Attacks Have Doubled to 33 per Day
Daily attacks against US forces have more than doubled since September, from 15 to 33. In press interviews and releases, White House and Coalition Provisional Authority officials repeatedly claim that attacks by regime die-hards and “foreign terrorists” are limited to the 100-mile “Sunni triangle” encompassing Tikrit, Baghdad, Fallujah, and Ramadi.

Yet further south, in the Shi’ite heartland, periodic — sometimes very bloody — outbreaks of violence in the holy cities of Karbala and Najaf frequently occur against US and Polish-led forces. Fewer incidents occur around British-controlled Basra in the far south. But just below Kurdish-dominated northern Iraq, violence against US forces around Mosul — including a series of closely coordinated attacks in late September — is common.

Every state and US possession except Montana, Hawaii, West Virginia, and US Virgin Islands has suffered at least one fatality in this war (New York Times, November 2, 2003). Unlike Vietnam, the public will not see the toll this war takes.

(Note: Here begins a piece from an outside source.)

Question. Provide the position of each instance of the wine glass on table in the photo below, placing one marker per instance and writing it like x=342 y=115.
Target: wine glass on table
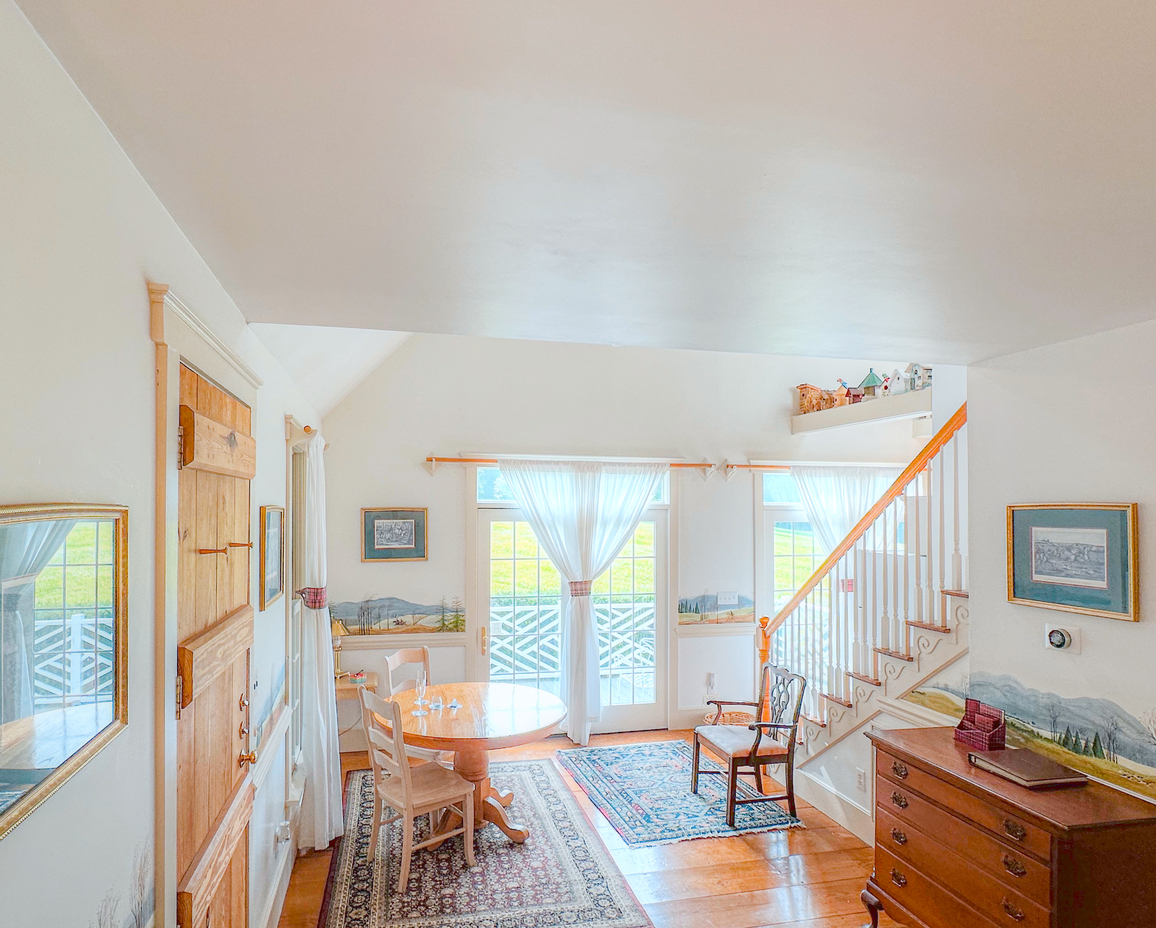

Pentagon policy forbids media coverage of coffins arriving at Dover Air Force Base in Delaware.

The killing on all sides will go on until control of affairs in Iraq is returned to Iraqis, aided as needed by the UN and the international community, and US and British forces withdraw. “Returning Iraq to Iraqis” includes re-establishing security, reconstituting the economy (particularly employment), and rebuilding the institutions of governance.